Арестованный вез тех, кто его арестовал. Вероятно, он понимал странность этого и, должно быть, надеялся, что раз с ним поступают так нестрого, может быть, все еще обойдется. Разве мог он предположить, что начальству просто захотелось позабавиться.
…Наконец наступила великая радость — День Победы. Радовались все — ученики, учителя, бывшие «кулаки» и вольнонаемные рабочие, «спецы» — немцы, калмыки, литовцы. Это была действительно всенародная радость. С утра накрапывал теплый майский дождик. Потом небо заголубело, и мы с нашими ребятами пошли в город на митинг. Транспарантов и лозунгов мы не успели подготовить, над нашими рядами вились только красные знамена, но и это выглядело очень торжественно. Ребятишки радовались, что теперь вернутся домой их отцы и старшие братья. Горестно провожали нашу демонстрацию те, кому уже ждать было некого.
9
ВЕСНОЙ 1943 ГОДА Ирма тяжело заболела. Диагноз — язва желудка с кровотечением. На работу она ходить не могла, поэтому ее оставляли в бараке дежурной — топить печи, чтобы пока придет колонна, было тепло и можно было сразу начинать варить. Сама она ничего есть не могла, кроме простокваши, которую выменивала на хлеб на внутризонном базарчике.
Когда же ей стало совсем плохо, то зональный врач Эльза Ивановна направила ее на консультацию к хирургу. Вообще-то это было нарушением: от всех болезней, живущих в зоне, лечила сама Эльза Ивановна. У немок не было даже карточек в местной поликлинике. Но хирург был когда-то однокурсником Эльзы Ивановны и по ее просьбе согласился проконсультировать Ирму. После рентгена желудка, он сказал, что нужно делать операцию. Ирма сразу согласилась, потому, что не могла больше терпеть невыносимых болей.
Но хирург печально сказал:
— Согласны-то вы согласны, но организм у вас сильно истощен. Как врач, я обязан предупредить, что за результат операции не ручаюсь. Вы можете ее не перенести… Да и послеоперационный период требует диеты, ухода. Раз вы живете в зоне, для вас это невыполнимо… Короче, я не берусь.

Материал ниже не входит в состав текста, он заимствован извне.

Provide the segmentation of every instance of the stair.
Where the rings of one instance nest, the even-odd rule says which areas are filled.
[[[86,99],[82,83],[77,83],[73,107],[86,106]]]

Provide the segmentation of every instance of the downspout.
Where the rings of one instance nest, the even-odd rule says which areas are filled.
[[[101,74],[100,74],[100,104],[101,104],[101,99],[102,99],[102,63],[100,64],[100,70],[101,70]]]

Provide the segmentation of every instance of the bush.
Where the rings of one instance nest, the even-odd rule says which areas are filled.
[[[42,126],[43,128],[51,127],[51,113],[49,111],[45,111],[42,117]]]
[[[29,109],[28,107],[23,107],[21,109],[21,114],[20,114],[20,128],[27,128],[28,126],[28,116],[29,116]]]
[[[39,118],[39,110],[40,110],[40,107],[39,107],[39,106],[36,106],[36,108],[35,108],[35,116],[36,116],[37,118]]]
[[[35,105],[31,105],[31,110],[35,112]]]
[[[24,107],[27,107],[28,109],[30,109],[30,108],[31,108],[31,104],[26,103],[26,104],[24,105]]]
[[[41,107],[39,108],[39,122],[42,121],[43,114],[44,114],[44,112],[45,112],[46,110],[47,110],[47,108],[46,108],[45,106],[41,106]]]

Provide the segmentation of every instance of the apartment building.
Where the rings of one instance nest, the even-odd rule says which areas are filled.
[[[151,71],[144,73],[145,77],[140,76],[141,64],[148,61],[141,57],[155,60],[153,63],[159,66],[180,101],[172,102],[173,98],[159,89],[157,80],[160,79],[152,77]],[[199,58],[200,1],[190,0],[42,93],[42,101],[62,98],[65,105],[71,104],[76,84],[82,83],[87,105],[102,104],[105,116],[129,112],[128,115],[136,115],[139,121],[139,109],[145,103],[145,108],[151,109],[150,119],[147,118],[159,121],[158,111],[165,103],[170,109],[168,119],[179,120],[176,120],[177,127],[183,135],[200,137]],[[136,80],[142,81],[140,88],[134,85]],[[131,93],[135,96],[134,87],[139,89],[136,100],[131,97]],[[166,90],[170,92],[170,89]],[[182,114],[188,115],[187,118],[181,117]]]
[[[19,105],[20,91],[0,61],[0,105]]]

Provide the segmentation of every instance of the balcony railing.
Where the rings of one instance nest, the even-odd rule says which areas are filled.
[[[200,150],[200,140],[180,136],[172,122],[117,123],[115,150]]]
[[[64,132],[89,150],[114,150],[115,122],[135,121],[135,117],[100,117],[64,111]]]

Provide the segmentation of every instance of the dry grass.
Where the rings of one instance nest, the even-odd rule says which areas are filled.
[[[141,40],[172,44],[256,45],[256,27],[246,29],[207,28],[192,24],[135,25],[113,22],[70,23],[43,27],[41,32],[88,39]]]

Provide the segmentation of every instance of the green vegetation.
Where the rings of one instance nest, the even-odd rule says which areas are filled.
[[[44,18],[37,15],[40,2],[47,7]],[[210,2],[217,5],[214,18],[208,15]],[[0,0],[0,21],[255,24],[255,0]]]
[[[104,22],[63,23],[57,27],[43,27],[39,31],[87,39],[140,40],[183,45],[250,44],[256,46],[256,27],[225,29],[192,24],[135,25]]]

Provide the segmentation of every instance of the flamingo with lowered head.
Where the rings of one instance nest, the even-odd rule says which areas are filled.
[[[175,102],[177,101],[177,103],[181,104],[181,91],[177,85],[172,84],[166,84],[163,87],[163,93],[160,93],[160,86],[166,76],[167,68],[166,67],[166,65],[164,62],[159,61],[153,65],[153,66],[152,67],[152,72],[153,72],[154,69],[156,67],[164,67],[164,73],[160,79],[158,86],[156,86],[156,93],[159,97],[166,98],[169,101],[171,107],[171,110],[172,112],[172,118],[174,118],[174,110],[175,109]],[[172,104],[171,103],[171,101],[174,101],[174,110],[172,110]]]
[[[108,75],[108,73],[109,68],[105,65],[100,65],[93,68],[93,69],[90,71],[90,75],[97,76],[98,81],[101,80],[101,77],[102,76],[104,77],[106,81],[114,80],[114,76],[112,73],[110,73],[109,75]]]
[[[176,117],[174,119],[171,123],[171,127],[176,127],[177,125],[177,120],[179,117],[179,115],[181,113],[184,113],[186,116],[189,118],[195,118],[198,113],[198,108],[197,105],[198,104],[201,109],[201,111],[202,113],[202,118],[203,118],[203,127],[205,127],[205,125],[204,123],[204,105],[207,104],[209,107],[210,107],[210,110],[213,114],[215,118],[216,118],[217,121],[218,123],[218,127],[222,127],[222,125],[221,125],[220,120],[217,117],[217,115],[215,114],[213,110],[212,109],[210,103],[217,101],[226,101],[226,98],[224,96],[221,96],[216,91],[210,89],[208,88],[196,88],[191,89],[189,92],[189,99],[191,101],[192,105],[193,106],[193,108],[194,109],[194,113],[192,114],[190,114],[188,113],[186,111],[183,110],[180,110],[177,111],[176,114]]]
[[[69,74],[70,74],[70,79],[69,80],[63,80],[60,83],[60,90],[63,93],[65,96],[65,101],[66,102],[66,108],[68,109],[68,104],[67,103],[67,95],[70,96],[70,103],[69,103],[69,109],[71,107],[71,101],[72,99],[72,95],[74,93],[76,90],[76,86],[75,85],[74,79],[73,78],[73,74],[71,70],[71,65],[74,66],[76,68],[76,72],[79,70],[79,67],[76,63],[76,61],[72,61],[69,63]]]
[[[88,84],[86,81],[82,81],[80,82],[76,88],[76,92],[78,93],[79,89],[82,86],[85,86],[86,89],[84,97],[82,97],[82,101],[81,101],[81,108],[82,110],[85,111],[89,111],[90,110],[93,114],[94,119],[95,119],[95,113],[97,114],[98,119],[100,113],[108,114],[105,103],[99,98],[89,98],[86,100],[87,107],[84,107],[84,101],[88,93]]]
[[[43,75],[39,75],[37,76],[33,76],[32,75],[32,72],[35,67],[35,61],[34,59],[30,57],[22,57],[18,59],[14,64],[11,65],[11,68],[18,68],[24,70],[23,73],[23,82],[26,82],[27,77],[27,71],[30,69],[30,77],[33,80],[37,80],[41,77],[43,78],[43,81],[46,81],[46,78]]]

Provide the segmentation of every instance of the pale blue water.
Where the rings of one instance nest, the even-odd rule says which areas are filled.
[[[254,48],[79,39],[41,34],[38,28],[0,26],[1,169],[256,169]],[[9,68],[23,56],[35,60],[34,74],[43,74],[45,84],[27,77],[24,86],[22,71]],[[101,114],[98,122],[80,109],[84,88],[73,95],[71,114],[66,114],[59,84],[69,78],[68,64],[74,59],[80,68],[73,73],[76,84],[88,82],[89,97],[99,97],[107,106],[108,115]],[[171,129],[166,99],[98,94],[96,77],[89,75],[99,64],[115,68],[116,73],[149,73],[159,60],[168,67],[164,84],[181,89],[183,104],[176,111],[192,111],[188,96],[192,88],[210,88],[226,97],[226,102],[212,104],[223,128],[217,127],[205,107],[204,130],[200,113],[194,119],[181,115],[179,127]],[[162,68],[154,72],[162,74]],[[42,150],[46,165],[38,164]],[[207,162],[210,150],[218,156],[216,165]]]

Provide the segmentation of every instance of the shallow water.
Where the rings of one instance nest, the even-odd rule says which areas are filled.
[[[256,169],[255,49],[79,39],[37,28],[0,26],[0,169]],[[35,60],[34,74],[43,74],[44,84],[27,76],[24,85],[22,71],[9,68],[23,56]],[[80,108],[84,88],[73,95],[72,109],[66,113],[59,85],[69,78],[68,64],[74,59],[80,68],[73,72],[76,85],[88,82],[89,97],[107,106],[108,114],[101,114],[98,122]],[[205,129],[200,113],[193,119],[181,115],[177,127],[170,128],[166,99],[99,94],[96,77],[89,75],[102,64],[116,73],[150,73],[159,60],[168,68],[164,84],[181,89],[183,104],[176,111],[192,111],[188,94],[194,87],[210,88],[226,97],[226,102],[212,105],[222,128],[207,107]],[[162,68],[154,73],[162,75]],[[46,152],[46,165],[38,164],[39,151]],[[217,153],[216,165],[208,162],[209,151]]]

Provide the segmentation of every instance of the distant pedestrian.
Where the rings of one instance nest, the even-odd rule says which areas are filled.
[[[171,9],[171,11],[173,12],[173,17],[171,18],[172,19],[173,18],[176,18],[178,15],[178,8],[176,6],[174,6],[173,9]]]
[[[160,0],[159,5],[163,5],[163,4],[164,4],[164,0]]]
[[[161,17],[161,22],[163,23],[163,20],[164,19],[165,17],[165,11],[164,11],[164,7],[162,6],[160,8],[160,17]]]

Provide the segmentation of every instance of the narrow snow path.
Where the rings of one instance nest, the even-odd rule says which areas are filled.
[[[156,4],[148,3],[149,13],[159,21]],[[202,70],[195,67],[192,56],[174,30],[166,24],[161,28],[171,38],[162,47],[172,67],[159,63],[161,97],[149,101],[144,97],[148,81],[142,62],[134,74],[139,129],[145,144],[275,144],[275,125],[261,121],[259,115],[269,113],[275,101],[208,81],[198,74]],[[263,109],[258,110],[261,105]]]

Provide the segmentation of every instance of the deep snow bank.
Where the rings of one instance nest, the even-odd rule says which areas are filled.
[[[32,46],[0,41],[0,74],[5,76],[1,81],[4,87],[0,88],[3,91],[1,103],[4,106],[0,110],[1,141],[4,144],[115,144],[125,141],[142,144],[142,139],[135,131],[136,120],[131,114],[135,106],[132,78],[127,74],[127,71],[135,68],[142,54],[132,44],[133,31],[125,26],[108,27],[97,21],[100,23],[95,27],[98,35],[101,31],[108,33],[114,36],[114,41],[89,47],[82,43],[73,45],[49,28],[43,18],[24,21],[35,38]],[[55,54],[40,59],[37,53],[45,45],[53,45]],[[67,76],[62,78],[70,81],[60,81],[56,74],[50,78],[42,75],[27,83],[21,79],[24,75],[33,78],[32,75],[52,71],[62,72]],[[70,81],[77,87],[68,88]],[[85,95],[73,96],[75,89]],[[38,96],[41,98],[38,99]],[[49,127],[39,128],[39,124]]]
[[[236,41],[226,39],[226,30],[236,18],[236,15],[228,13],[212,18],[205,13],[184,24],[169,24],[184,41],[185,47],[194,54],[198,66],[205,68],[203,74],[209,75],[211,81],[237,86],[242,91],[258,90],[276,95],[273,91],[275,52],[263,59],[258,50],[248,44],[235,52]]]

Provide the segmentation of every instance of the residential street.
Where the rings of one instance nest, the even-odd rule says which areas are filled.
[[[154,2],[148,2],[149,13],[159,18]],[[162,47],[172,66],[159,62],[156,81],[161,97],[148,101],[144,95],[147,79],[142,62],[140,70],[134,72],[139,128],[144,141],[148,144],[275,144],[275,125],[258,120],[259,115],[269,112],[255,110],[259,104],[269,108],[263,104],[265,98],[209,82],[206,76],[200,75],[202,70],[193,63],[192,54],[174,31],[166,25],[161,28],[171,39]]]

Таким образом, он отказался оперировать. Что делать? И оперировать нельзя, и жить так дальше невозможно. На работу она уже давно не могла ходить — просто не дошла бы. А теперь и в бараке ничего не могла делать. Целыми днями лежала на нарах. Она была настолько безнадежна, что комбинат согласился ее уволить — все равно толку от такой работницы не стало. Приехала Эльфрида Ивановна и увезла ее домой, жили они теперь не на Степановке, а в самом Томске. Дома девушке постепенно стало лучше.
Больших трудов стоило ей опять стать студенткой. В университете ей сказали:
— Вы еще в 1942 году выбыли.
Но это было неправдой. Когда в 1942 году военкомат мобилизовал ее в трудармию, она оформила это как академический отпуск. У нее была на руках выписка из приказа об этом. Но ни ректор, ни в учебной части с ней даже не пожелали разговаривать. Ирма послала копию этой выписки и своей зачетной книжкой, где были одни пятерки, председателю президиума ВС СССР с просьбой о содействии в восстановлении ее в числе студентов ТГУ.